A key design decision debated during code review was the composition of the idempotencyKey. The final choice, s"$productId:$commitTime", is deterministic and unique for each version of a record. A simpler key like just productId would prevent re-processing of the same message but would also incorrectly reject a legitimate update to that product from a later Hudi commit.

The Idempotent Meilisearch Consumer

The consumer pulls messages from an SQS queue subscribed to the SNS topic. This SNS-SQS fan-out pattern is standard practice for building resilient systems. It provides a buffer and allows for independent processing and scaling of consumers. We chose to implement the consumer as a long-running Python service deployed on ECS rather than a Lambda function. This avoids Lambda’s timeout limitations and gives us more control over batching, concurrency, and stateful connections to dependencies like Redis.

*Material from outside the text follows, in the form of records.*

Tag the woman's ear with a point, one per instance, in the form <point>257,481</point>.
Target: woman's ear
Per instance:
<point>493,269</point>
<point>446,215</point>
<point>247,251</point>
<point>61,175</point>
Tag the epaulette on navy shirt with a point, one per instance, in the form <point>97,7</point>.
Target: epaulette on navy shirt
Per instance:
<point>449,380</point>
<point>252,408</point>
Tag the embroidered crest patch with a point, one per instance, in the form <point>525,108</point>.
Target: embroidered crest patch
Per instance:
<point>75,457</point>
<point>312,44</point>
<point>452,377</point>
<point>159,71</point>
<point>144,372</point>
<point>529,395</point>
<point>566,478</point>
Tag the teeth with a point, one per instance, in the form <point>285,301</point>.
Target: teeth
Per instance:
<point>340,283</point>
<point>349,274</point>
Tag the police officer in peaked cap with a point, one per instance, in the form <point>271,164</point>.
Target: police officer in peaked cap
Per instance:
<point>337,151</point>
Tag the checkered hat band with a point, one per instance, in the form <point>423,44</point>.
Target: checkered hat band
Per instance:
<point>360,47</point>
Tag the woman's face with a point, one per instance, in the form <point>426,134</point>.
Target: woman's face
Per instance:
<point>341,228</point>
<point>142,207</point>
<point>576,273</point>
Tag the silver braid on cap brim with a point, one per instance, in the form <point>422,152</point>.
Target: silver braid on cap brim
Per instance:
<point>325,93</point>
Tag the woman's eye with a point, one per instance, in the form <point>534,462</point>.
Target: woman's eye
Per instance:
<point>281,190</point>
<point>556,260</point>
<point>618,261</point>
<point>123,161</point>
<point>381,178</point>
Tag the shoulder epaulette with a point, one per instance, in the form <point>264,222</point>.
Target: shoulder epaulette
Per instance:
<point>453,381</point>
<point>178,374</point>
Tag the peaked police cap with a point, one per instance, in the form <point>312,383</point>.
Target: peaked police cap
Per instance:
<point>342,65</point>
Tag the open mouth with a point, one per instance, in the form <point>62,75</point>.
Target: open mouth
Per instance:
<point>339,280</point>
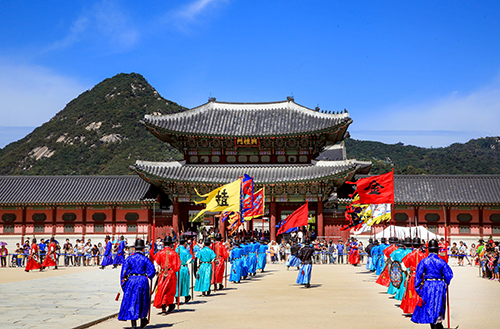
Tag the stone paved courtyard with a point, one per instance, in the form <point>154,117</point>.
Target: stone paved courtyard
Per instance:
<point>341,296</point>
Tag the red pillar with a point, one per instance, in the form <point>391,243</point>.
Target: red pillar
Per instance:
<point>319,225</point>
<point>222,227</point>
<point>175,217</point>
<point>272,222</point>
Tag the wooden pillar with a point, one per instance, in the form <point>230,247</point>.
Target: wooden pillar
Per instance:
<point>319,219</point>
<point>175,217</point>
<point>272,221</point>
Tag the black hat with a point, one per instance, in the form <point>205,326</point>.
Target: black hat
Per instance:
<point>139,244</point>
<point>168,240</point>
<point>433,246</point>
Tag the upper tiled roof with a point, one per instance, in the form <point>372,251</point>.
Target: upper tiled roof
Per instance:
<point>446,189</point>
<point>219,174</point>
<point>247,119</point>
<point>72,189</point>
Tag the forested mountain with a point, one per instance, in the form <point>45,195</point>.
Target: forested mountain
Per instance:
<point>477,156</point>
<point>96,133</point>
<point>99,133</point>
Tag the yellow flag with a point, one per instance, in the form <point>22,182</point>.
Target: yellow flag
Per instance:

The consumer’s core challenge is handling message redelivery from SQS without creating duplicates in Meilisearch. This is where the idempotency key becomes critical. We use Redis as a high-performance distributed lock and key-value store to track processed message IDs.

# requirements.txt
# boto3
# meilisearch
# redis
# python-json-logger

The consumer code needs to be robust, handling failures gracefully and ensuring that a message is deleted from SQS only after it has been fully and successfully processed.

import os
import json
import logging
import time
import uuid

import boto3
import meilisearch
import redis
from pythonjsonlogger import jsonlogger

# --- Configuration ---
# In a real app, use a proper config management system.
AWS_REGION = os.getenv("AWS_REGION", "us-east-1")
SQS_QUEUE_URL = os.getenv("SQS_QUEUE_URL")
MEILI_HOST = os.getenv("MEILI_HOST", "http://127.0.0.1:7700")
MEILI_MASTER_KEY = os.getenv("MEILI_API_KEY")
MEILI_INDEX_NAME = os.getenv("MEILI_INDEX_NAME", "products")
REDIS_HOST = os.getenv("REDIS_HOST", "localhost")
REDIS_PORT = int(os.getenv("REDIS_PORT", 6379))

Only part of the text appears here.